Why does this keep happening to me?
I try to be a conscious parent and raise my children with gentle discipline and unconditional love. Why then, am I consistently undoing what I have worked so hard to build? Well, I found some of the answers in Bruce Lipton’s book, The Biology of Belief. It was here that I encountered the idea that we are literally of two minds: the conscious mind and the subconscious mind. The conscious mind is the creative mind—the source of our personal identity—which holds the wishes, desires and aspirations for our lives. This is where my best parenting intentions sit.
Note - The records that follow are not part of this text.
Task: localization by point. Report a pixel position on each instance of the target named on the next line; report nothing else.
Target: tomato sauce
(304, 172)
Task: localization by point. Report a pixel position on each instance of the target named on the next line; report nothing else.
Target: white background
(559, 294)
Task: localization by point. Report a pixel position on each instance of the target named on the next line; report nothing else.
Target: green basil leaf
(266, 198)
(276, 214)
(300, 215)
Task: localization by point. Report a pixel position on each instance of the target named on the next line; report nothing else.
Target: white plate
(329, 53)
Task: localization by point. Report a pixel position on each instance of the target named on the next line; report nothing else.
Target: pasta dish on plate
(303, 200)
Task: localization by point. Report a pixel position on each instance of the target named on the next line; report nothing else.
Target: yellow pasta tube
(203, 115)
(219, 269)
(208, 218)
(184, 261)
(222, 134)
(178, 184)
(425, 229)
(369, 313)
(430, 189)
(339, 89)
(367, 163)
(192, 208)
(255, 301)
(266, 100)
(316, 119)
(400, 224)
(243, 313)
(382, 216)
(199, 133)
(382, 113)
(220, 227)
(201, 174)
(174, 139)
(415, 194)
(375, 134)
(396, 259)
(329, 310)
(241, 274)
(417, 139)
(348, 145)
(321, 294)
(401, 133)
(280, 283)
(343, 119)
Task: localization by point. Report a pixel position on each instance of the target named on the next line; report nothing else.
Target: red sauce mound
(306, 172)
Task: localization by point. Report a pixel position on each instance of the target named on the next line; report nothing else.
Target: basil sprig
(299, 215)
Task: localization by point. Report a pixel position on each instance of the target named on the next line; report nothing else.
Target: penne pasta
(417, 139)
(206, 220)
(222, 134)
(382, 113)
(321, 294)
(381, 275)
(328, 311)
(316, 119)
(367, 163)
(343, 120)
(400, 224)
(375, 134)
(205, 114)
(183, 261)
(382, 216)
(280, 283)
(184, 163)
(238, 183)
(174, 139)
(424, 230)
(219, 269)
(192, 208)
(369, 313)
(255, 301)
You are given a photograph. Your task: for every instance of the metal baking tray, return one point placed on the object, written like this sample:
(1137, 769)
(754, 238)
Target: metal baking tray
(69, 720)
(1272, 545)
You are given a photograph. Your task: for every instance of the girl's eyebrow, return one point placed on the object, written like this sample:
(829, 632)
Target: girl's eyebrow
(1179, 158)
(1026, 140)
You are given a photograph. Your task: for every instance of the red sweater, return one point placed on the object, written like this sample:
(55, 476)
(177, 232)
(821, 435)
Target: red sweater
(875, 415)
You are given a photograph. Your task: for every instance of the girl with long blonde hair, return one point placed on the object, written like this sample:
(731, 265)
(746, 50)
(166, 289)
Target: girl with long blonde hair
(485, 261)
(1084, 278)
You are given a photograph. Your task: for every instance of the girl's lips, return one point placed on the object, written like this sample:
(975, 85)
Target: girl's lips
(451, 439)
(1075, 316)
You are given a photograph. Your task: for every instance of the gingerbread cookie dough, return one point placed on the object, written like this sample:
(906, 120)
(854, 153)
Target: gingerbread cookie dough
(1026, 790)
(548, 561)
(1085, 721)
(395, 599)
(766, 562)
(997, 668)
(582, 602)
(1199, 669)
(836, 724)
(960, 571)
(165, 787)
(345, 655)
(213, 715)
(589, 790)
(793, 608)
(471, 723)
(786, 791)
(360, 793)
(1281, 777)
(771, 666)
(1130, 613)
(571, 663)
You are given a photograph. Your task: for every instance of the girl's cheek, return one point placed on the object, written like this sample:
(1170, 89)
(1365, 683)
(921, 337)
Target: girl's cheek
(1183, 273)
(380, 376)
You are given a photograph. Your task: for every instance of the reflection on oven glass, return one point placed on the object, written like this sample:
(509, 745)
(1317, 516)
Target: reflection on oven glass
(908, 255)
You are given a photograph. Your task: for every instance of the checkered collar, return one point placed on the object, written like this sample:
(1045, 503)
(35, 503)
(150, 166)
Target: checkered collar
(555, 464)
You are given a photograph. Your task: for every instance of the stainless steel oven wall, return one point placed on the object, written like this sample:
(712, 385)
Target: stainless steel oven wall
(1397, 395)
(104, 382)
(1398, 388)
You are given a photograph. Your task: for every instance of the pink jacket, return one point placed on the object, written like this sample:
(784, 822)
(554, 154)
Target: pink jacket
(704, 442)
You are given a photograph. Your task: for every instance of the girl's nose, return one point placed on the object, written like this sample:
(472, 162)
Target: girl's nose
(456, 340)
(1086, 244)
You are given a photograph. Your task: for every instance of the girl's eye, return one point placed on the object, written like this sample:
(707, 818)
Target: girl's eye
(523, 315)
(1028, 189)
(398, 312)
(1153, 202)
In contrast, the subconscious mind is fundamentally habitual. It was programmed primarily in our first six years of life by our caregivers like a track on a CD (I was going to say cassette tape but THAT would have dated me!) It plays the same responses to life’s signals over and over again. This is where my unwanted responses, my triggers, flare from. My worst parenting happens here.
So, here’s the bad news – studies in neuroscience have determined that the conscious mind is only in control 5 percent of the time.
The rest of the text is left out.